一つ一つ思い出しながら、緑は大学のキャンパスを歩いた。
「そういえば」
裏側の世界で酒精と呼ばれるものがある。
緑はおぼろげに思い出した。
「酒精って、お酒だよね」
ぶつぶつつぶやきながら、緑の足は、図書館の前で止まる。
「お酒の本があれば調べられるかな」
緑はぼんやり図書館を見る。
ひとりで、うん、と、うなずくと、緑は図書館に入って、
しばらくして、分厚い本を借りて出てきた。
昼前の食堂。
食事取る学生がまだピークになる前。
緑は二席、席を取ると、
分厚い本を読み解きにかかった。
『世界の名酒事典』
最新版を借りてきた。
確か、裏側の世界でもらった銃弾は、ウォッカ…
おぼろげな記憶を頼りに、緑はページをめくる。
つづりだけでも思い出せれば。
緑は一つ一つ見ていくが、
これ!というものになかなか会えない。
緑の右に、気配。
「何読んでるのよ」
ケイだ。
「夢の続きを探してました」
緑はぼんやりと答える。
「こっちが続き夢の話する前に、そっちで夢の続きを探してるわけ?」
「そういうことになっちゃいますね」
「で、なに、ウォッカを見てたの?」
「あ、はい」
ケイは緑の取ってくれた席に座る。
「ウォッカは、癖がなくて強い。
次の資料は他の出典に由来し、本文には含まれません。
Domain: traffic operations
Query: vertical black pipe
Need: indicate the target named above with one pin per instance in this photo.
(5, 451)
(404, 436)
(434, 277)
ジュースとかと相性いいわね」
「ふぅん…」
「スミノフとか、スピリタスとか、有名どころはたくさんあるしね」
「え、え」
「なによ」
ケイがいぶかしむ。
「今、なんと言う銘柄を」
「スミノフとスピリタス。スミノフは癖がないわね。あたし的には結構いい感じ」
「ええとスミノフ…」
「これ」
ケイが先に見つけ、指差す。
ボトルの写真がある。
探していた右と左の銃弾のつづりだ。
「えっと、もう一つ、すぴ…」
「スピリタス。世界最強のお酒。火気厳禁」
「飲めるんですか?」
「薄くして飲んだり。そのままはいろいろ危険ね。薄めると甘い感じがする」
「どれですか?」
「どこだったかしらね…ポーランドのウォッカだったかしら」
ケイは緑から分厚い本をひったくると、勝手にぱらぱらめくりだした。
「あった、スピリタス」
緑はボトルのロゴを見る。
間違いない、真ん中の銃弾のつづりだ。
「変人風間緑も、酒飲むのね」
ケイは分厚い本を緑に返す。
「飲むんじゃないんです」
「へぇ、じゃあどうするの?」
「噛み砕くんです」
一瞬、ケイが驚いた顔をした。
「いろんなこと考えるのね」
「まぁ…いろいろ」
「酒はいいわよ。戦える」
「守るために使いたいですね」
「酒で守るの?」
「そんなイメージです」
「風間は、すぐ酔いつぶれそうなイメージ」
「ひどいなぁ…」
ケイは、にやりと笑った。
「きっと君は、夢であたしと同じところにいる」
「え?」
「酒で守って見せなさいよ。それと」
「それと?」
「明日も食堂で会議!」
緑に拒否権はなかったが、
それでもいいやとぼんやり思った。